Another option here is to provide this as a separate binary, like inferno-diff-folded
, where you pass in one folded file and it produces another one. That way the tool would actually be useful even for folks who use "standard" flamegraph.
That's a good point. Makes me wonder if we should mark
--skip-after
as deprecated and encourage the use of this new flag instead. What do you think? Also cc @bsilver8192.
I'd be fine doing the filtering at either point. I do need the ability to pass multiple strings though, not just one like this PR currently supports. I end up using --skip-after
with the top-level function for each thread.
Specifically, I run into issues with stack unwinding from some places not making it all the way through the thread startup code, while it does from other places. That means what is in fact the same stack looks different because some of them are missing a few of the highest levels. The resulting stack traces look like the ones mentioned in this PR, but it's not actually merging unrelated stacks, it's merging the same stack that looks different.
@saethlin How do you feel about adjusting this so that it can handle more than one filter to also cater to @bsilver8192's use-case?

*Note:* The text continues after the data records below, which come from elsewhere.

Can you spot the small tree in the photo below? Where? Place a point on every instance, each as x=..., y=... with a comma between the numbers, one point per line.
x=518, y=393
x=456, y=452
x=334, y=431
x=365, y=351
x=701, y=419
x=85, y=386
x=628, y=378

I'm not entirely sure how this should be tested. I could factor out the filtering logic into a helper function and unit test it? I couldn't find any tests for skip_after
, I was thinking the easiest thing would be to verify that it works exactly the same.
I would be happy with just integration here that specifically check that with a given input file, we produce the right collapse when 1/n bases are provided. Should be a pretty straightforward variant of the existing collapse integration tests I think.
Released as 0.11.14 :tada:
I'm not really sure what to call this, but I've been using this out of my fork for a while and I think it's pretty useful. Especially when working on a codebase that is calling the function of interest inside a rayon parallel iterator.